Sobre o Pacto da Educação : Abrir-se para o diálogo e qualificar o debate


Nelson Soares dos Santos

No mesmo dia e hora em que o Governador abria-se para o diálogo, travei com o Gerente de Desenvolvimento Educacional da Secretaria estadual de Educação o debate que está no texto logo abaixo deste. E, neste momento que resolvo publicar o texto, relendo cada linha, cada parágrafo, tentando reconstruir os sentimentos e emoções envolvidos para tentar entender como tudo é construído e as razões de cada palavra escrita, fico  questionando como dialogar? Como elevar e qualificar o debate?
Estou neste momento no quarto onde escrevo. Diante de mim uma prateleira  com mais de 100 livros de política educacional, prática pedagógica e gestão escolar. Ao lado, duas caixas de livros com dicionários de política, filosofia, economia, sociologia e psicologia. Ainda, do outro lado, separados, toda a obra de Bachelard, e alguma dezena de livros de Michel Foucault. Tem ainda, uma série de livros esparsos, ( filosofia alemã, ocultismo, espiritismo, religião, etc). Comecei a mexer em tudo e todos e sempre pensando: como elevar o diálogo e qualificar o debate?
Voltei a ler novamente a discussão do face. Li e reli o artigo do professor José Maria. Li e reli o Pacto da Educação. Sentei, refleti, respirei. A pergunta que interessava continuava ali: como qualificar o debate, abrir-se para o diálogo e encontrar uma solução? Foi quando veio a ideia de perguntar: afinal, qual é o problema? O que impede o diálogo? O que impede a qualificação do debate? Continuando a refletir outras perguntas vieram. Será a greve dos professores apenas uma implicância política e ideológica? Terá o pacto da educação algum fundamento teórico que justifique sua prática? Os cinco eixos e 25 metas podem mesmo mudar alguma coisa na Educação goiana? A reclamação e motivo principal alegado pelos professores para fazer a greve – a titularidade e o achatamento salarial – é real? E por fim, a pergunta que não deixa dormir: É possível corrigir os rumos do pacto, revendo, ou tem que zerar tudo e começar de novo?

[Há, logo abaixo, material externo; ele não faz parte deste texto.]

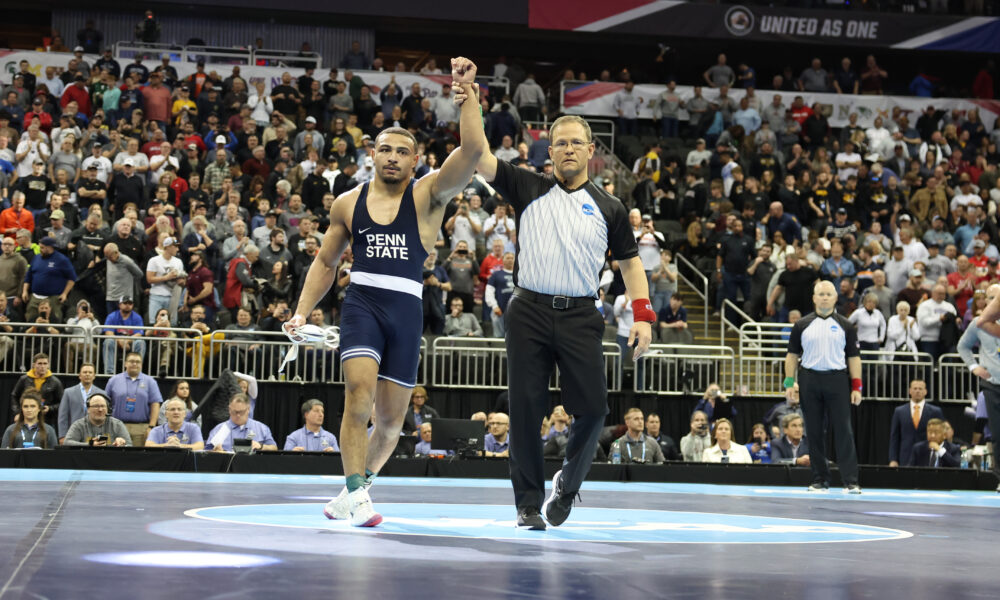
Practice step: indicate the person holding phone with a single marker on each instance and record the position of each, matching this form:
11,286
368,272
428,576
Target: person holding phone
98,428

1.   O artigo do Prof. José Maria – Questão Partidária e ou ideológica?

O artigo do Prof. José Maria procura suscitar o debate e a polêmica, mas, subliminar carrega uma dose profunda de conservadorismo reacionário. Acusa o pacto de ser surrealista, mas o objetivo mesmo é desqualificar  oposição ao pacto, e, cita para isso, o fundamento marxista na análise do neoliberalismo utilizada por aqueles que representam os professores em greve. O professor confunde, então, análise da realidade com teorias. No final, ignora a complexidade do processo educativo transformando o que poderia ser um debate em  guerra de torcida. Culpa os teóricos da educação de ver neoliberalismo em tudo ( como se este não existisse mais), e não consegue ver o papel da educação no processo de extração da mais valia absoluta. Afinal, por negar o capitalismo e suas formas de reinventar, o professor acaba também por negar a existência da exploração do homem pelo homem, e do papel da educação neste processo. No limite do absurdo, até a UNESCO é vista como esquerdista.
Em sua forma, o professor defende o pacto, e para não pretender defender o indefensável vê-o como surrealista. “As diretrizes do pacto não são ruins, mas são completamente surrealistas”. Veja como o professor brinca com as palavras. O significado de surealismo é antônimo de real, maluco, genial, espetacular, fantástico. Brincando, deixa ao leitor a responsabilidade da ambiguidade e esconde o pragmatismo da defesa ideológica desenfreada com objetivo claro de impedir o esclarecimento. Tal estratégia para confundir, permeia todo o texto, e em alguns casos com silogismos e tautologias.
No argumento sobre a posição da faculdade veja como o autor usa de uma premissa falsa: “E a Universidade que deveria ser uma força neutra....”, e a partir de tal premissa procura descaracterizar a postura das faculdades que repudiaram o pacto com documentos publicados com o apoio óbvio da maioria dos seus docentes, afirmando que a não neutralidade é postura de sindicato. Veja que o autor confunde neutralidade científica com neutralidade política dos docentes da Universidade, e constrói assim uma premissa totalmente falsa pois a neutralidade no processo da investigação científica não impede o posicionamento político. Difícil algum docentes destas faculdades ao perceber as falhas dos argumentos aceitar polemizar.
São muitos os raciocínios confusos, ambiguidades e tautologias no texto. O objetivo parece ser claramente confundir e defender sem parece que é uma defesa o indefensável. Na questão do mérito o autor afirma: “Se a universidade discutisse a sério o Pacto pela Educação, ela poderia contribuir com a melhoria do conceito de meritocracia proposto pelo secretário Thiago Peixoto”. Premissa novamente falsa. A universidade não apenas tem discutido exaustivamente tais propostas educacionais que tem livros e livros publicados sobre o assunto. A ANPED, ANFOP, ANPAE, tem inúmeras pesquisas realizadas, e mesmo as pesquisas com fundamento no liberalismo político não aprovaria as tais ideias do pacto. Talvez daí, o desespero de dizer que o as ideias da UNESCO são  esquerdistas. É como escrevi em um dos artigos do blog ( com erros de português, claro), parece que o objetivo é reinventar a roda.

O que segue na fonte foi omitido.